Backstory:
According to the vet, Tabs has probably had PKD (polycystic kidney disease) all her life (they are normally born with it) but since all her blood tests during earlier years showed normal kidney readings, no ultrasound was done. It was only in December 2023 that a routine blood test suddenly showed elevated an creatinine reading. The ultrasound showed the presence of many cysts in both kidneys, more on the left. It was only then that we discovered Tabs had PCKD (by now, polycystic chronic kidney disease). PKD would not display signs in the early years but would eventually progress to PCKD and it will show up in the kidney readings. Even if we had known that Tabs had PKD, there was absolutely nothing we could have done to reverse it. It is a terminal condition.
PKD is more prevalent in pedigree or mixed pedigree cats, but our vet has seen it in local cats too. Tabs has some British shorthair in her. She came on her own wearing a red collar to adopt us in December 2011. She is estimated to be 15 years old now.
Today:
So I had been feeling so nervous about Tabs’ follow-up today. I kept waking up last night, worrying. I know worrying doesn’t help, but it’s easier said than done.
This morning, I braved myself and drove Tabs and Robin to the vet’s. Let’s face it together, come what may.
Every time I take Tabs to the vet, the vet will always remark what a good cat she is. Yes, Tabs is a very good cat.
First, the vet detected some flea dirt under Tabs’ chin (rubbed with a cotton pad and it was reddish – this shows the presence of flea dirt). So, Tabs needs Advocate spot-on for two months, but the vet says to use the one for below 4kg as it’s milder on the kidneys. Tabs weight is 4.2kg (more or less the same as last check-up in November 2024).
Second, blood was drawn for the blood test.
Third, the ultrasound. Actually, the ultrasound showed pretty much the same as it did in December 2023 with larger cysts in the left kidney. The right kidney has multiple cysts but these were of a smaller size. The liver has big cysts, but the vet says to wait for the liver readings to see if any FNA to draw out the fluids is necessary.
The blood tests results were ready and we were all pleasantly surprised that Tabs’ SDMA and creatinine readings have remained the same as those in November 2024! Her SDMA is still 17 and her creatinine is 268 (previously, 260). Only her urea has increased quite a bit to 21.2 and her phosphate has increased a bit too, but it is still within the normal range. But Tabs’ PCV is 32% which is good.
Tabs’ liver readings are all normal so there was no necessity to extract the fluids from her liver. This means her liver function is good despite the presence of those large cysts. FNA in any organ is risky and should not be done unless it is absolutely necessary.

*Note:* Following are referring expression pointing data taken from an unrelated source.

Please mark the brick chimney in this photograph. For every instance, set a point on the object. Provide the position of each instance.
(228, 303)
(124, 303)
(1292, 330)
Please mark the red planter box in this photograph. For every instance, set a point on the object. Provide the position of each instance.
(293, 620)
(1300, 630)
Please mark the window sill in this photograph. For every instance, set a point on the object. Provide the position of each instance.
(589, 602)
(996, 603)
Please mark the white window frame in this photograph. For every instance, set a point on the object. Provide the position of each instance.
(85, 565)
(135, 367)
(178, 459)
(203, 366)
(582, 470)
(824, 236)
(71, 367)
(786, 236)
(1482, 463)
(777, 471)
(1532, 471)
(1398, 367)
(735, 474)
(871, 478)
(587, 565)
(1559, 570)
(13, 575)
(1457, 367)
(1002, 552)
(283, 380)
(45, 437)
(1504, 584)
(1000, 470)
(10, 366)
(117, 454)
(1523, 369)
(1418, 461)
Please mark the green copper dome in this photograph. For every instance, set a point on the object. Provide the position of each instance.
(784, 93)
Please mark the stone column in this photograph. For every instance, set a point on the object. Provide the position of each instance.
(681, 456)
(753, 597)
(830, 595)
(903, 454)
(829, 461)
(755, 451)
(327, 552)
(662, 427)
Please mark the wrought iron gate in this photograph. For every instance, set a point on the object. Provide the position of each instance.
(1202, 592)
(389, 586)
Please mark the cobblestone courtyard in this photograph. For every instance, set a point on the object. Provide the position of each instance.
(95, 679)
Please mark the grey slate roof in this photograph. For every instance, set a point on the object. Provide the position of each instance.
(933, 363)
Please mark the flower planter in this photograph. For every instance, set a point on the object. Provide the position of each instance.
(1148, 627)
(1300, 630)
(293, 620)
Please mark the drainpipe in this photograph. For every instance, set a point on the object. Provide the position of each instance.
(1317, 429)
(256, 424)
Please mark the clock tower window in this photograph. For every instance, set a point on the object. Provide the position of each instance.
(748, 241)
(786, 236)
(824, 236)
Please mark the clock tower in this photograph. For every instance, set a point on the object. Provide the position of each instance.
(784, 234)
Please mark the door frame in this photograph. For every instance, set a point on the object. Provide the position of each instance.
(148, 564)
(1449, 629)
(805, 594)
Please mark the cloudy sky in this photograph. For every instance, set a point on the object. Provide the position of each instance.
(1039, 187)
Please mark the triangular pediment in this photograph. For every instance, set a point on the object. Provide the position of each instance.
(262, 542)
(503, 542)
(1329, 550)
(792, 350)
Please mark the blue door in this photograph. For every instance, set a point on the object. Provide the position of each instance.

The vet checked Tabs’ proBNP too and the reading is 80.8% (previously 79.3% in December 2023), so that’s quite good. The vet also checked Tabs’ heart using ultrasound and it’s pretty much the same with slight enlargement of the left side, but generally good enough.
So, Tabs is to maintain all her kidney supplements, try to give her a kidney diet (as much as possible) and the only change would be the reduce the subcut from 150ml to 120-125ml each day. But if the pinch test shows dehydration, I would have to increase it back to 150ml. Besides her kidney supplements, Tabs is also on Fortekor and Amlodipine.
Tabs hasn’t really been on a 100% kidney diet too. She doesn’t quite like Hill’s canned KD, RC renal kibble or RC renal pouch, but I do my best to give her renal food whenever possible. The vet also agreed that Tabs would also want to have variety in her diet, and that’s okay too, she cannot be eating the same old thing every day. But I will try harder to give her more renal food. The canned food that I give her has no added salt (I already checked with the manufacturer on this).